Timers fire way too quickly in some cases. During heavy page load, our timer code gets horribly confused and starts firing timers very quickly (a requested delay of 50ms becomes 1ms in some cases). This happens with all types of timers, including TYPE_ONE_SHOT! From a quick glance at TimerThread.cpp, I suspect the problem has to do with mTimeoutAdjustment growing wildly large. My code runs a timer on the main thread, and records the interval between Notify calls. I exercised it while the browser was loading www.cnn.com and other large pages. On those pages, I expect large delays before my Notify method is called, but I do not expect Notify calls to come in so much faster than the requested 50ms.
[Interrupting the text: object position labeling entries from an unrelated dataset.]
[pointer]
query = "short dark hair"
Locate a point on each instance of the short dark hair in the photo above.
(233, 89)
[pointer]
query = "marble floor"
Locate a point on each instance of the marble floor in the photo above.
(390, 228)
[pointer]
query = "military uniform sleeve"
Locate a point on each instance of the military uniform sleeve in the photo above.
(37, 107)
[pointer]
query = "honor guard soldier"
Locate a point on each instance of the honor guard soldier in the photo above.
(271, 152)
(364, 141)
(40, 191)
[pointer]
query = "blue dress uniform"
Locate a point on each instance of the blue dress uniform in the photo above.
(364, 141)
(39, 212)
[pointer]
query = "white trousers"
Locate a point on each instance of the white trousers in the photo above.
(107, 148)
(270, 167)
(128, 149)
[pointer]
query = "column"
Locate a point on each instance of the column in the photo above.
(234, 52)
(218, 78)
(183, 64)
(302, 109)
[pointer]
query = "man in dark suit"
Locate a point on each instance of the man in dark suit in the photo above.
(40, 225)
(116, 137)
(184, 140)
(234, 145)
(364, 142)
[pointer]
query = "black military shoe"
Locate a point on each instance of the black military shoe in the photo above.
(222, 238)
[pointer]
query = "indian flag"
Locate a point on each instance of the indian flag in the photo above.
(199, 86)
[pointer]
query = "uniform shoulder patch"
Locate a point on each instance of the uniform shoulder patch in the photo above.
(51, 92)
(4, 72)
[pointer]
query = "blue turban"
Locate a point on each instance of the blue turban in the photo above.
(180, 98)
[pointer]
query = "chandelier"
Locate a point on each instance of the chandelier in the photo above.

Created attachment 181478 [details] timeout values This attachment contains a log of timeout values generated using a TYPE_ONE_SHOT timer, where I created a new timer each time the previous one fired. Each timer was configured to fire after a 50ms delay. Notice that the observed intervals however frequently dip below 50ms.
darin: can you instrument the filter a bit to show mTimeoutAdjustment? It's trying to keep deadlines met, even if that means shrinking delay a bit. Probably this IIR filter is just hopelessly wrong in light of the *hard to fix* design flaw and unintended consequence of pavlov's timer rewrite of late 2001: by using PR_WaitCondVar, timers now have up to 10ms of error. Before, with event- or message-loop native timers, it was more like 1ms. Ideas on fixing the underlying problem? If there's a bug in the filter implementation, let's fix it too. /be
I'll try to instrument the code when I can. Right now, I'm just testing Firefox 1.0. I think the solution involves not firing ONE_SHOT and REPEATING_SLACK timers faster than the interval requested. 1ms vs 50ms is a big deal. The current algorithm probably only makes sense for REPEATING_PRECISE.
Note that DOM timeouts and intervals _do_ want this adjustment, generally speaking, and are ONE_SHOT timers (timeouts have to be; intervals are probably done that way to share code with timeouts as much as possible? Or because they do some of their own adjustment for delays? See http://lxr.mozilla.org/seamonkey/source/dom/src/base/nsGlobalWindow.cpp#5252)
> Note that DOM timeouts and intervals _do_ want this adjustment, generally Are you saying that it is okay for setTimeout(foo, 50) to call foo 1 ms later?
Ah, it looks like the DOM timer code deals with timers firing too early: http://lxr.mozilla.org/seamonkey/source/dom/src/base/nsGlobalWindow.cpp#5105
> Are you saying that it is okay for setTimeout(foo, 50) to call foo 1 ms later? No, but by far the #1 use of setTimeout is for the foo to set the same timeout again. In that case, we really do want to average out to the timeout length in the long run, or at least try to. But yes, it's a problem in general...
> No, but by far the #1 use of setTimeout is for the foo to set the same timeout > again. In that case, we really do want to average out to the timeout length in > the long run, or at least try to. I think the DOM code (setTimeout) does not have the problem described in this bug. It seems to have code to workaround the bug I'm talking about here. I think that each ONE_SHOT timer should be independent of previous ONE_SHOT timers. It's absurd for there to be any shared state between different nsITimer instances. We need to ensure that ONE_SHOT timers fire no faster than the requested timeout (within some delta at least). For TYPE_REPEATING_PRECISE and TYPE_REPEATING_SLACK there should be some minimal allowed timeout for when we are in 'catch up' mode. 1 ms is a bad choice for that minimum ;-)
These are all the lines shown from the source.